# Manitoba allows dark decoys & e-caller for fall of 2005



## brobones (Mar 10, 2004)

Manitoba is allowing dark decoys in the spread for the fall of 2005. Now if Saskatchewan would do the same I would be on happy guy.
here is the link check out the change about half way down the page

http://www.gov.mb.ca/conservation/wildl ... anges.html


----------



## win4win (Sep 8, 2003)

Blue phase only.....no specks or canadas.


----------



## brobones (Mar 10, 2004)

After contacting a few people in MB I have found out that it is in regards to the spring season only. Here is a link about it
http://www.gov.mb.ca/conservation/wildl ... ebird.html

Damn I wish they would relax on this law.. for all of Canada


----------



## KEN W (Feb 22, 2002)

Brobones....the first link is correct....2005.

The second link is 2004.

The guys I've talked to say....yes you can use blue-ohase decoys with an e-caller this fall.


----------



## brobones (Mar 10, 2004)

I will find out for sure with a few phone calls this week.


----------



## Cuppedwings (Apr 7, 2005)

KEN W said:


> Brobones....the first link is correct....2005.
> 
> The second link is 2004.
> 
> The guys I've talked to say....yes you can use blue-ohase decoys with an e-caller this fall.

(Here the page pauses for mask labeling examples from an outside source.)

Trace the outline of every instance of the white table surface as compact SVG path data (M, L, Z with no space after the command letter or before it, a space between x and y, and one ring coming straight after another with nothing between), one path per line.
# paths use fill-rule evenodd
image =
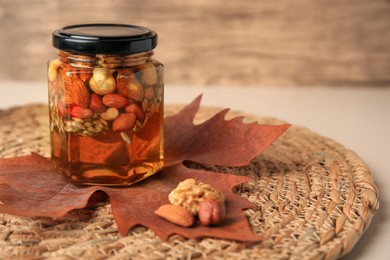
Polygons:
M0 109L47 103L45 82L0 81ZM390 259L390 88L166 86L166 104L229 107L305 126L354 150L370 167L380 209L343 259Z

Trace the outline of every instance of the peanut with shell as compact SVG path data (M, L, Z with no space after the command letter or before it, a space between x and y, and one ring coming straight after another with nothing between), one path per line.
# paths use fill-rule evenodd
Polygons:
M102 102L108 107L122 108L130 101L119 94L107 94L103 96Z
M54 82L58 78L58 69L60 67L61 61L55 59L49 62L49 68L47 70L47 77L50 82Z
M220 200L205 199L199 203L198 217L204 226L221 224L225 215L225 204Z
M130 130L135 126L135 122L136 122L136 116L134 113L120 114L112 122L112 130L114 132L122 132L122 131Z

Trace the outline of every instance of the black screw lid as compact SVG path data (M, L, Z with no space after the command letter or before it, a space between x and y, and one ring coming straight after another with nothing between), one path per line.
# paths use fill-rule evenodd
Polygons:
M133 54L157 46L157 33L128 24L79 24L53 32L57 49L85 54Z

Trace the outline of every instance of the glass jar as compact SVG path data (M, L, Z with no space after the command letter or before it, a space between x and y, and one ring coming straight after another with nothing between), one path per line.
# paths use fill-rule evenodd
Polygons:
M157 34L124 24L53 33L51 158L70 182L130 185L163 167L163 65Z

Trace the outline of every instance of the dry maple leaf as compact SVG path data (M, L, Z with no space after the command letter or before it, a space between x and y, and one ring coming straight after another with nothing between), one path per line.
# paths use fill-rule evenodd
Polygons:
M232 192L234 186L251 179L189 169L182 162L190 160L226 166L248 164L289 125L244 124L240 118L226 121L227 110L194 125L200 99L198 97L181 112L165 120L166 167L130 187L75 186L54 170L49 158L37 154L0 159L0 211L21 216L63 218L73 209L86 207L90 198L102 191L110 198L112 213L122 235L137 225L143 225L164 240L172 234L187 238L260 240L252 233L243 211L254 204ZM224 193L227 215L221 225L205 227L196 224L184 228L153 213L160 205L169 203L169 192L187 178L209 183Z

Page 34 of the MB 2005 regulations. You cannot use blue goose decoys after the end of the special conservation season on August 31st. if you are using an electronic caller ... :-? Darn, I was actually looking forward to putting out a few hundred blues for variety.


----------



## brobones (Mar 10, 2004)

I bet there are a lot of snows around, from August 15th to the August 31. In the more populated areas like Oak Hammock Marsh
That regulation makes a whole lot NO Sense uke: :******: . Sometimes it makes me really wonder why the even make a rule like that. Is it for the Hudson bay area ??? only. Get with the program FEDS


----------



## Cuppedwings (Apr 7, 2005)

I am assuming it is for the Hudson Bay area, they do have quite a few NR clients in August that hunt the bays and lowlands.


----------